‘Education’ has the potential to take place in any situation where two or more people are meeting, that is, relating. Relationship lies at the heart of what it means to be human and hence what it means to educate. The root ‘educare’ refers to a ‘drawing out’ process that naturally unfolds in the context of authentic, engaged dialogue. Through our presence we draw out the latent potential in the other; we bring something to life. In an era when technology threatens to reduce the human element to a bit part in the process of education, it is important to remember that education is fundamentally a human process in which living beings interact, inform, and form each other.
The dialogical encounter is, I would argue, the essence of real education. The infant learns and grows through its face-to-face interactions with the care-giver, imprinting a template, which indeed is already biologically pre-determined, of how we learn, grow and become.

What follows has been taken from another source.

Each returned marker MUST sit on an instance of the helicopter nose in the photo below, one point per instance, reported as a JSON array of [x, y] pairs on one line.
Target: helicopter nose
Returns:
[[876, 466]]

We learn through encounters with the unknown, through contact with the other. This ‘other’ experience can be our contact with a person or people, with the world, or with knowledge mediated through books and other technology. While the latter certainly hold value, it is worth remembering that as the ‘co-operative species’ with a fundamentally social brain, there is no substitute for the depth of experience and potential for learning that comes through the making contact and dialoguing with other human beings.
How much time in educational settings is devoted to these live, face-to-face interactions? Even when this is happening, what is the dynamic? Are there reciprocal encounters happening between ‘learner’ and ‘teacher’, and between learner and learner, or is the experience one-way traffic in terms of top-down instruction.
The traditional model, what Paulo Freire referred to as the banking model of education, involves a transactional transfer of knowledge from teacher to learner. The teacher is the expert who holds knowledge as a commodity, which is then passed onto the learner, often for a price. Much like any capitalist transaction, the learner is reduced to the role of consumer, passively, and often uncritically ‘swallowing’ what they are fed.
The way a classroom is set up indicates what we place value on in an educational setting. Is the environment oriented towards the teacher? In most educational settings it is and with this comes the implicit assumption that the teacher is the source of learning. But, of course – the teacher is the ‘expert’, the ‘knower’, the sage on the stage that will dispense the wisdom.
When we are talking about the transfer of technical knowledge this may have some validity. But when we are educating for humanistic ends and developing holistic learners then this makes less sense. Is it the ‘teacher’ who educates or is it the group? Where does power lie in the generation of learning? Surely, it is the learner who is the key determinant in what kind of learning takes place – where their attention goes, what their interest is, their level of engagement, motivation etc. When the pupil is ready, the teacher will appear as they say. But instead of reinforcing dominating power structures and hierarchies that subjugate, perhaps a more enlightened approach to learning would be to view and educational setting, not divided between, teachers and learners, but instead initiating a more democratic ethos of horizontal and egalitarian relationships, taking place within the context of a ‘community of learners’ inquiring, exploring and learning together, where the group, rather than any individual is the authority. For a teacher to feel like they have nothing to learn from their students is to devalue and dehumanise both themselves and those whom they supposedly serve.
Everyone who enters a learning environment brings with them a lifetime of different experiences and a multiplicity of diverse perspectives. These are all potential sources of learning, material that could ignite or spark learning to life, in what might otherwise be a disengaged learning space. So often this richness is ignored in educational settings. Instead, the attentional flow is moving in one direction, up towards the top of the class.
Given the fundamental place of the human presence at the heart of learning, and the fundamental need in the world for empathic education, we can safely argue that the most important tool a teacher has is their very ‘self’. The use of that self will determine the quality of the educational experience they provide. It is their presence that educates, not what they know, nor skills or techniques, but their ability to connect, to care, to be present and engaged.
Given this fact, it is amazing that there is little, if any, time in teacher-training programmes given to personal growth and development, to cultivating social and emotional intelligence. Psychotherapists, when in training (and throughout their professional lives) engage in deep, experiential learning that aims to develop them as a person. Should not the same model be used in training teachers? Teaching and therapy are not fundamentally different in that they both deal with human relationships and aim to help the people they work with grow and develop.